This is mostly for fp ops and more complex integer ops (imul, idiv). Most common int ops have 1 cycle latency (reg, reg).

But I have heard nothing about the strided prefetchers, which are the other thing that gave core 2 it's boost.
The optimization manual mentions them: "The L1 hardware prefetcher in AMD Family 15h processors is a stride prefetcher that is triggered by L1 cache misses and received training data from the L2 prefetcher."

Then there are region prefetchers (good for server type workloads)...

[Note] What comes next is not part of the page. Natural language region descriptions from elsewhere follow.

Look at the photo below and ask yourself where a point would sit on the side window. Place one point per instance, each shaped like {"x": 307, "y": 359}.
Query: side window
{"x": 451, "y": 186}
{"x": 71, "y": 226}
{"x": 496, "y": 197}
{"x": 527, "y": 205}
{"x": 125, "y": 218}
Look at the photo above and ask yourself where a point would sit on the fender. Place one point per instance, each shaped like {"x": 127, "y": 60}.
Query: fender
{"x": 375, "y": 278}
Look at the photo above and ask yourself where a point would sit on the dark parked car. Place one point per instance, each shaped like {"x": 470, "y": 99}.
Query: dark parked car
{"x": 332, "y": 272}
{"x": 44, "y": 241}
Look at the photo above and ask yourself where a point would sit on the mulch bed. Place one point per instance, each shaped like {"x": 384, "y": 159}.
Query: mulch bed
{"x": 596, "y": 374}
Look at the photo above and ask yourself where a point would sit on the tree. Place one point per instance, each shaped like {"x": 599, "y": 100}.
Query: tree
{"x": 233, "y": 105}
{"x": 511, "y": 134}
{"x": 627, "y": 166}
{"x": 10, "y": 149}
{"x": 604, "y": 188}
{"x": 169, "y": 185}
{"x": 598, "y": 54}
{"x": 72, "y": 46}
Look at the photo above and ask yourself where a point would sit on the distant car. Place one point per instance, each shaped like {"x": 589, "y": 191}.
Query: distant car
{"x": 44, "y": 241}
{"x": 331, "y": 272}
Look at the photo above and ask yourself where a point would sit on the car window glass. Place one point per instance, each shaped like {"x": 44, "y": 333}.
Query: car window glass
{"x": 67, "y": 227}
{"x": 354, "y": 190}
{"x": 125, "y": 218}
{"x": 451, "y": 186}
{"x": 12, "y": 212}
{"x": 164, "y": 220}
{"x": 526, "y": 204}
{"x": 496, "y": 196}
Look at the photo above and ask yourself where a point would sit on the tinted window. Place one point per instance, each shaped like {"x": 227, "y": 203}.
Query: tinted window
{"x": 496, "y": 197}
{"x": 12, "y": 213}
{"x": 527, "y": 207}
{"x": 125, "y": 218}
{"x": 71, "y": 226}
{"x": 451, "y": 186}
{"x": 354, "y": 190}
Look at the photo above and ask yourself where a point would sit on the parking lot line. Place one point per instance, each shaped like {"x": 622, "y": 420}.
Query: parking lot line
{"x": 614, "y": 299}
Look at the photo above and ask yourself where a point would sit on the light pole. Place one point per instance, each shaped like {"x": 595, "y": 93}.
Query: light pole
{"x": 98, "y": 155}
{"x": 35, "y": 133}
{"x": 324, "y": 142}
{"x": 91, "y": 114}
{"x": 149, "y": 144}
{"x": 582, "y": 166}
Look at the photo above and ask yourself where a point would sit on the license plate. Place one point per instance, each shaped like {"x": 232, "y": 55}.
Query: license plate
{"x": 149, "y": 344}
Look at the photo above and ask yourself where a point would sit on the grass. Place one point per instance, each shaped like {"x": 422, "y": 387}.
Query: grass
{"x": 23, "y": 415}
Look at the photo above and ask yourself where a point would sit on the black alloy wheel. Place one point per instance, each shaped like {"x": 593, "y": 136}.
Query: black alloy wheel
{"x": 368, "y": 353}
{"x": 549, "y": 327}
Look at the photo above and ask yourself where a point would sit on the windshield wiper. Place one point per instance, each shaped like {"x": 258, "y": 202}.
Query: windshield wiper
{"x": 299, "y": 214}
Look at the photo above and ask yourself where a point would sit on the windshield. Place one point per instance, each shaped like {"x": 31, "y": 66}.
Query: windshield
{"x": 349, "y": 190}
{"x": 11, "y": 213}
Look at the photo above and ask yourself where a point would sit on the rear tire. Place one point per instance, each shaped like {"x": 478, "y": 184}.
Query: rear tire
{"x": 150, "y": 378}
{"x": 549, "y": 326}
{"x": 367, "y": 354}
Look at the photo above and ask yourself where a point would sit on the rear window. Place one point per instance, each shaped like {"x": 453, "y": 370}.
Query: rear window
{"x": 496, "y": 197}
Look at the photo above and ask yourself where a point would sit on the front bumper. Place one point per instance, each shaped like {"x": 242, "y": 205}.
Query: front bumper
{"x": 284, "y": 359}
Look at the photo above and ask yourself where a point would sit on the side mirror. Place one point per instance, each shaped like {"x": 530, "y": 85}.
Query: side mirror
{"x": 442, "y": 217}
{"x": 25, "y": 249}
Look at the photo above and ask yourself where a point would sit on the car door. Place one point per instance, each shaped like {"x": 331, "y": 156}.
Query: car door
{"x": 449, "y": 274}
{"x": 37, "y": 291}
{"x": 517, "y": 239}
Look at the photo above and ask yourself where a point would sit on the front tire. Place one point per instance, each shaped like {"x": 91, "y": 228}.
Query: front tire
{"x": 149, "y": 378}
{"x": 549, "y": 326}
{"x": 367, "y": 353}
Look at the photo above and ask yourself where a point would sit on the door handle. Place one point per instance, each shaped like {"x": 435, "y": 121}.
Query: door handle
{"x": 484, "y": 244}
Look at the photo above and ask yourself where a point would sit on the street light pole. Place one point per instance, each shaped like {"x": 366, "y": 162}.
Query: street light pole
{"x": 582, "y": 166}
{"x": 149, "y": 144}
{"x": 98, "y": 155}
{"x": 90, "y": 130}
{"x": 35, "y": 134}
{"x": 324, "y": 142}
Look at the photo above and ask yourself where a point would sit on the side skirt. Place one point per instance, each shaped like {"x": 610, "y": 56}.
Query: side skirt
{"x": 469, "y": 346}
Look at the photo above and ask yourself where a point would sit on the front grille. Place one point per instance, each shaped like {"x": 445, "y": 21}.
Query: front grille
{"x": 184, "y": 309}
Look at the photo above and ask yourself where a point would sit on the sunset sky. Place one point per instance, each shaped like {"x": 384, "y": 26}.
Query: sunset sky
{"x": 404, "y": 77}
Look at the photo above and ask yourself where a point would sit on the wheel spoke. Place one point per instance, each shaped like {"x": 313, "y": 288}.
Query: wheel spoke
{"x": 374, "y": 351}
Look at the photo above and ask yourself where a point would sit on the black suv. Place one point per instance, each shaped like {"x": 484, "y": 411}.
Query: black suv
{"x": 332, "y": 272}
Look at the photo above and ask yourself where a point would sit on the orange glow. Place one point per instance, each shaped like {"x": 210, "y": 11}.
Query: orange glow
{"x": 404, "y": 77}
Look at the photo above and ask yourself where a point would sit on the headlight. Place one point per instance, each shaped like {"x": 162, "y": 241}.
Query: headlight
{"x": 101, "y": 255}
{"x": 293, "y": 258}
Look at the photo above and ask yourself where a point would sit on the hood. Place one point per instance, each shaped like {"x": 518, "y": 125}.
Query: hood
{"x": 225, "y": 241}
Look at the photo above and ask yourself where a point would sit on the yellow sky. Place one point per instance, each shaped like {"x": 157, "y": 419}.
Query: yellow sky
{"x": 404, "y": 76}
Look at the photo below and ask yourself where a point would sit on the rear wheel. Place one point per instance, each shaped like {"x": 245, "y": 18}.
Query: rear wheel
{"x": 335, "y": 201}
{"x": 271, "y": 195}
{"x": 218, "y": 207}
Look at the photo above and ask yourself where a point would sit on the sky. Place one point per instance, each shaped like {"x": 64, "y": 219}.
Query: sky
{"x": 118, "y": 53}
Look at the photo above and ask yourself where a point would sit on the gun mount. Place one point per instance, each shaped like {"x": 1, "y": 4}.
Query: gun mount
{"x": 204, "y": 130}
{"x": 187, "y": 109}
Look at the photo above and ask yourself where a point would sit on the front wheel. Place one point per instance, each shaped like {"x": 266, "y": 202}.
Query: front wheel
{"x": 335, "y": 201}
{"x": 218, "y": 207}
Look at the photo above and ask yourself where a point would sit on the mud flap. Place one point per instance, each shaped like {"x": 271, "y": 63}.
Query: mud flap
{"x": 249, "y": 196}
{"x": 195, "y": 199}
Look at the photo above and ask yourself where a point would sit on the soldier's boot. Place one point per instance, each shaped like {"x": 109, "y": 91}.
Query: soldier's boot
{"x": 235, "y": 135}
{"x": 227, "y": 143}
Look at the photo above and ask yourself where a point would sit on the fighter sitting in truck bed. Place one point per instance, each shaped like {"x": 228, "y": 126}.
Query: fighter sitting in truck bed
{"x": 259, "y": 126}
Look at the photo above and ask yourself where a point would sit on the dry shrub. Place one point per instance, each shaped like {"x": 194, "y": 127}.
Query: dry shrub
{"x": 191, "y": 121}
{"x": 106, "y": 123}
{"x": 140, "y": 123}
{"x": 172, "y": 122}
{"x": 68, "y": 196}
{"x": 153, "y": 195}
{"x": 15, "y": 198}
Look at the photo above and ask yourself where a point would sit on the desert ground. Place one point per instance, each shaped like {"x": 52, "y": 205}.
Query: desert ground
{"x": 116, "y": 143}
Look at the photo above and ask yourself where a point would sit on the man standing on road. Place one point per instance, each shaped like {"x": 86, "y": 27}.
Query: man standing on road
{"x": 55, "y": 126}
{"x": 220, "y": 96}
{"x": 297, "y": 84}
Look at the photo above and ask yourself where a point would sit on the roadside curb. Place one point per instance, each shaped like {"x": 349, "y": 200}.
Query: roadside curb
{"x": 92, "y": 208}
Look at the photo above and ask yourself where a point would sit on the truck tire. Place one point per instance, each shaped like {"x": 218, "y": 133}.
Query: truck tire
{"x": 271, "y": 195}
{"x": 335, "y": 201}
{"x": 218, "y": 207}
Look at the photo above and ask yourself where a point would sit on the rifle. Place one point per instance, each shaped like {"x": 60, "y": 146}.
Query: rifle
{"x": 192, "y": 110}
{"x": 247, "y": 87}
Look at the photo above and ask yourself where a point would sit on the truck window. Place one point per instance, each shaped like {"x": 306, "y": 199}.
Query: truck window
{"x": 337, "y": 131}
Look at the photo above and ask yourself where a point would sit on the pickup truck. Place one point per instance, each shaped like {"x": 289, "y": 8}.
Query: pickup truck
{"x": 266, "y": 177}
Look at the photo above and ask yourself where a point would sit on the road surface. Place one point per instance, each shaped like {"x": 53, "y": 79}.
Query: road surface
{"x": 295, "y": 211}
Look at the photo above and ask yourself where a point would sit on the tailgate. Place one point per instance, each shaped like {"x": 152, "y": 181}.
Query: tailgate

Intel's caches should give them much better latencies/BW for most cached items. They also have much more OoOE resources.
2 threads on a BD module can fetch 32B+32B per cycle from L1 at 4cycle latency. Writes go to WCC and L2 then, at a much lower rate. L2 reads might reach 32B per cycle at 18-20cycles latency, but I don't remember right now the bandwidth.

OTOH BDv1 has some bandwith issues with streaming writes according to the manual.

At equal clocks, I'm not expecting that much from BD. The big question is, when not limited by thermals, how high can that one BD thread clock?
It's likely that BD won't run at equal clocks at the same workloads as SB. Will be interesting to watch if BD will at least reach similar overall performance. But due to the very different archs I expect some dramatic positive and negative outliers.